While the above findings may stress you out even more, the good news is that anxiety during pregnancy is treatable. But obstetricians don’t regularly screen for anxiety. If you’re struggling with anxiety or anxious thoughts, it’s very important to talk to your obstetrician.
If your obstetrician doesn’t appear to be knowledgeable about anxiety disorders or dismisses your concerns, find another doctor for a proper diagnosis and treatment. For instance, you might make an appointment with a mental health professional specializing in women’s mental health or a psychiatrist. Below is a list on how to find help.
3. Cognitive-behavioral therapy helps to treat anxiety during pregnancy. Research has established that CBT is highly effective for anxiety disorders. But very little research has been done on CBT in pregnant women. One study found that CBT reduced anxiety in pregnancy and improvements lasted postpartum.

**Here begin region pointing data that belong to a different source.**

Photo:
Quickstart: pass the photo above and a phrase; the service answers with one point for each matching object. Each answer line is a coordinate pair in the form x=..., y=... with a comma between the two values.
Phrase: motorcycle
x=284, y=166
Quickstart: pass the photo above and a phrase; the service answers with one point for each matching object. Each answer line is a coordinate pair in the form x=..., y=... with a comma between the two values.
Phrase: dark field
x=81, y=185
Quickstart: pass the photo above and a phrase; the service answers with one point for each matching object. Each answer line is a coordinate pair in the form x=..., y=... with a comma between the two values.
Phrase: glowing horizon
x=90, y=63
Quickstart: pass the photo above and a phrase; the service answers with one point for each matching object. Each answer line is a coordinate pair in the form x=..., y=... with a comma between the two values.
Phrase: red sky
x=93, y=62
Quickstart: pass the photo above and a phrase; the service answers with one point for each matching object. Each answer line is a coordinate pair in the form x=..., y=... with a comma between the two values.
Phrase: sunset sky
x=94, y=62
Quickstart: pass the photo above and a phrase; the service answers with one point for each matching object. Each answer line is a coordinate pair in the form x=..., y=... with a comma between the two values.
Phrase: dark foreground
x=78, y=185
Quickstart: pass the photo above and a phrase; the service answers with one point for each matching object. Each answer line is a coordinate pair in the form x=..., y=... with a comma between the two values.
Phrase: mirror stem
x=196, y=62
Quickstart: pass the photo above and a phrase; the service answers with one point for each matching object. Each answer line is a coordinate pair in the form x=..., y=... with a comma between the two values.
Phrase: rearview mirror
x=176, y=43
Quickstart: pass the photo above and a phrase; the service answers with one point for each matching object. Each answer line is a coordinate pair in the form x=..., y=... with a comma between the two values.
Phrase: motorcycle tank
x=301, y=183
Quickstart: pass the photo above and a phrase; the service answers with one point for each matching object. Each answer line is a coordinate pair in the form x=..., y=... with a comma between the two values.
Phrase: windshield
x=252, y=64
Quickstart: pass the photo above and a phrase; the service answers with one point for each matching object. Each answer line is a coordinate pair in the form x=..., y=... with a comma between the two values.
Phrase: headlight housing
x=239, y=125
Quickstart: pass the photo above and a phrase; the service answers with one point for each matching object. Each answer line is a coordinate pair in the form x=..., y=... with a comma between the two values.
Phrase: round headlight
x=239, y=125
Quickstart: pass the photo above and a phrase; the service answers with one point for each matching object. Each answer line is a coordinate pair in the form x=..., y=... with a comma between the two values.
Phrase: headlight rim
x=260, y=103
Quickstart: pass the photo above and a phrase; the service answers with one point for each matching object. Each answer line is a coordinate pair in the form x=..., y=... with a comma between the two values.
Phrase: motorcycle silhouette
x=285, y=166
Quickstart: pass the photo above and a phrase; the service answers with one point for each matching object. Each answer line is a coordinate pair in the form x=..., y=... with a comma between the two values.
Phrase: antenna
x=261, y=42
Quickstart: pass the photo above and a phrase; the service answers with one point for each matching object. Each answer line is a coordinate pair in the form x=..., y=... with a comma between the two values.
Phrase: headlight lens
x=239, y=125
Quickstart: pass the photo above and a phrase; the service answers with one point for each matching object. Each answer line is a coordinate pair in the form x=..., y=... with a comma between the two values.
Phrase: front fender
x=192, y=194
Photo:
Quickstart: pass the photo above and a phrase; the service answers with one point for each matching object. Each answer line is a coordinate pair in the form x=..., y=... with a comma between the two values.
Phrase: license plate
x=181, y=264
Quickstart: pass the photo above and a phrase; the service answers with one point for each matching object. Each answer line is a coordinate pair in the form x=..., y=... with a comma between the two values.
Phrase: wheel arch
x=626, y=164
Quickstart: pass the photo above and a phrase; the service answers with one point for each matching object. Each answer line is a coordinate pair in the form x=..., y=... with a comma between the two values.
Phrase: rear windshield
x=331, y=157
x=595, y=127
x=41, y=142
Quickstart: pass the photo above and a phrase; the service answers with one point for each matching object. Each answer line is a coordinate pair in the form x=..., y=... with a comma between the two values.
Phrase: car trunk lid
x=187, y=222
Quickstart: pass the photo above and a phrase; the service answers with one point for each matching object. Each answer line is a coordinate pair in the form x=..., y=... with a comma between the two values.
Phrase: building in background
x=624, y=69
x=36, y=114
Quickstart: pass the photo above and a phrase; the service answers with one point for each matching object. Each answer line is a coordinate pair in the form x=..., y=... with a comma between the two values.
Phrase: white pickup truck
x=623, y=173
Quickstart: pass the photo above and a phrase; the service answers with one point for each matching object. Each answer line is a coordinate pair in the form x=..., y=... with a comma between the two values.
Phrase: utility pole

4. Taking medication during pregnancy may be OK. Antidepressants– specifically selective serotonin reuptake inhibitors (SSRIs) — and benzodiazepines are commonly prescribed for anxiety disorders and have been shown to reduce symptoms.
Unfortunately, it’s unclear whether taking these medications during pregnancy harms the baby.
Essentially, some research has shown that medication may lead to adverse effects. But untreated anxiety also has risks. In some cases, moms-to-be do need to take medication. Taking medication is an individual decision that must be thoroughly discussed with your doctor.